Can I separate myself and choose not to care when someone says something catty, or critical via social media? Mostly. Can I brush off the rude comments from girls I went to high school with? Um yeah. Shake it off right?! But when it comes to feeling inadequate to the people I love, unfortunately it’s a feeling I can’t shake.
I’ve never felt more disappointed in myself than in the face of disappointing other. More often than not when I break down and cry over seemingly little things (in high school forgetting my homework, more recently overwatering some flowers) it’s an indication of a bigger issue. Will my teacher think I’m irresponsible or don’t have any potential because I left my homework on my desk today? Will I leave only the impression of the items I ultimately messed up as opposed to the pieces I handled correctly? When you put time and effort into any job or task it hurts to feel like your hard work isn’t being recognized if you don’t reach the standard of perfection.
I think we all have at least a few issues revolving around feeling inadequate no matter how confident we are. In truthfulness we are all inadequate in some way shape or form which therefore makes us all equally adequate. My feelings of inadequacy undoubtedly stem from my familial relations. My relationship with my parents has been a little wacky from the start. Growing up my parents struggled with their own addiction issues (a topic I tend to avoid on this platform). As a child I was always aware of my parents’ issues, for better or for worse I wasn’t sheltered from the truth of the matter, however, my interpretation through the eyes of a child isn’t the same as interpretation through the eyes I have now.

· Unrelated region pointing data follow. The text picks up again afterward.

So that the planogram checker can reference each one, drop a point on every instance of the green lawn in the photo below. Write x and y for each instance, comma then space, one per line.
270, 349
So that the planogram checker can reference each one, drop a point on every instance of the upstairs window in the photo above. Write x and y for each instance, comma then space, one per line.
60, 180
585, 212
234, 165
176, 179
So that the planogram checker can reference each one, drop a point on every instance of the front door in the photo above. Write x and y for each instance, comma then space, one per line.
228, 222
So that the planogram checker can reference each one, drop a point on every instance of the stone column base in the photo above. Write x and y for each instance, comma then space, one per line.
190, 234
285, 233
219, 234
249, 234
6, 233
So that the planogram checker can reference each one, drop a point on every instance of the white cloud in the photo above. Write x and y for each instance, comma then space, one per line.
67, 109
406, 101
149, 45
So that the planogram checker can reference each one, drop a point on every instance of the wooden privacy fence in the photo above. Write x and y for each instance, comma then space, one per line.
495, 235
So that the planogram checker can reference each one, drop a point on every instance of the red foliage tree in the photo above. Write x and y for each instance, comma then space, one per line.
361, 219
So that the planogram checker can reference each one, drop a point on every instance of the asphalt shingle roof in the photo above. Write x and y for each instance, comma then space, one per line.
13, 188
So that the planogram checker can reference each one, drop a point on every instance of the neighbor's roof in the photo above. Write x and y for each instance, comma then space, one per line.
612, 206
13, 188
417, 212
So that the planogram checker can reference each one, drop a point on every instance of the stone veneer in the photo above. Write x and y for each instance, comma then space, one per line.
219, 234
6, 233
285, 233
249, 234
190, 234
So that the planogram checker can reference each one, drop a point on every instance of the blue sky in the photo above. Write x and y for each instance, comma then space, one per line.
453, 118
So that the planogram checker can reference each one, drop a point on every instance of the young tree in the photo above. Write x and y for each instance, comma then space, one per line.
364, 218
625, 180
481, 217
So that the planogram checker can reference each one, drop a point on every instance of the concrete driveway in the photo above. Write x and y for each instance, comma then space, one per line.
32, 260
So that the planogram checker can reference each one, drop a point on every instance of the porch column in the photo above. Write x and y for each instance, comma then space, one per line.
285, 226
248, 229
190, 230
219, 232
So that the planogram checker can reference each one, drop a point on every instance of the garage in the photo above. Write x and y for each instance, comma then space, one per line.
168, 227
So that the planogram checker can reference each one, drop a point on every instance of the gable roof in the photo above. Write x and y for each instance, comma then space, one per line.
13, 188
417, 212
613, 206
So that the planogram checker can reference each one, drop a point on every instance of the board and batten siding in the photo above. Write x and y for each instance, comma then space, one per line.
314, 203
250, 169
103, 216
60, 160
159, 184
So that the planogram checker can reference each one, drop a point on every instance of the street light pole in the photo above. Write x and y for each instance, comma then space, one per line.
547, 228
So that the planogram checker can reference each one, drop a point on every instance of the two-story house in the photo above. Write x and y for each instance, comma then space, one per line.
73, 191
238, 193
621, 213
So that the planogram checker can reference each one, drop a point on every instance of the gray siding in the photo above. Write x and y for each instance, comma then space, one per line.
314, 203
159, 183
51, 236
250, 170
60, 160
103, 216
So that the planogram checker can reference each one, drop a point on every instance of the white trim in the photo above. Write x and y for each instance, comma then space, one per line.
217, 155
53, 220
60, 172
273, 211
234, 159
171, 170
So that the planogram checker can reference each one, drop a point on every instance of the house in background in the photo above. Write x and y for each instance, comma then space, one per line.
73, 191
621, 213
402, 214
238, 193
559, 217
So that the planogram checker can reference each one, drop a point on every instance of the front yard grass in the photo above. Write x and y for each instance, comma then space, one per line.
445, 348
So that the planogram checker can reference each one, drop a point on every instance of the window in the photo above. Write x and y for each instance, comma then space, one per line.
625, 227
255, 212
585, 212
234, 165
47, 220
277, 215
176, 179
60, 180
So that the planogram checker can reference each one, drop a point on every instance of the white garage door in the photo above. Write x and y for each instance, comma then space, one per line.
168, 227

My natural fallback into sadness was feelings of inadequacy. Why wasn’t I good enough or important enough or compelling enough for my parents to get their lives together? I obviously realize as an adult that addiction is a powerful force and their struggles had nothing to do with whether or not I got good grades, or did my chores, or told the truth. However, when you’re young and living in a very adult situation it is hard to decipher the world around you through a clear, unbiased lens. As a child you see your parents making bad choices and your parents are telling you not to make those same choices and your teachers are lecturing the class on not making those same choices and at the end of the day you lay in bed wondering why you aren’t as important to your Mom and Dad as the other kids are to their Mom and Dad. It’s a belittling feeling.
When you try and talk about these feelings with adults as a child you are often reminded that the adults struggling with addiction are battling their own demons, and these demons aren’t caused by you. While I agree with this rational…I don’t think it helps much. As much as I truly understand that I never pushed my parents towards drugs, this explanation provides little to no relief. As much as you can understand external issues it doesn’t change that you as a person aren’t enough of a driving force to cause the offenders to seek help.
I’ve gotten a little off topic here, this story isn’t meant to be a pity party but rather as a background story providing the roots of my feelings of inadequacy now. My deepest desire is always to please those around me, to be good enough, to be compelling enough…to be anything and everything “enough” not to be placed as second or third or last priority. It’s this deep rooted sense of hoping to be good enough to deserve love, to deserve forgiveness, to deserve a home that leads me to mini breakdown sessions over the teeniest criticism from my family.
I think the greatest gift you can give to someone you love is demonstrating that they can mess up and you will still love them. I know one of my biggest emotional scars comes from this lack of security and as I grow up it has become a huge obstacle in my sense of happiness both with my own family but in relationships as well. I can’t cry over spilled milk or dirty dishes or over watered plants, it’s just ridiculous. Yet, I continue to do so because in this sense I’m still broken, but I’m trying to mend the pieces back together.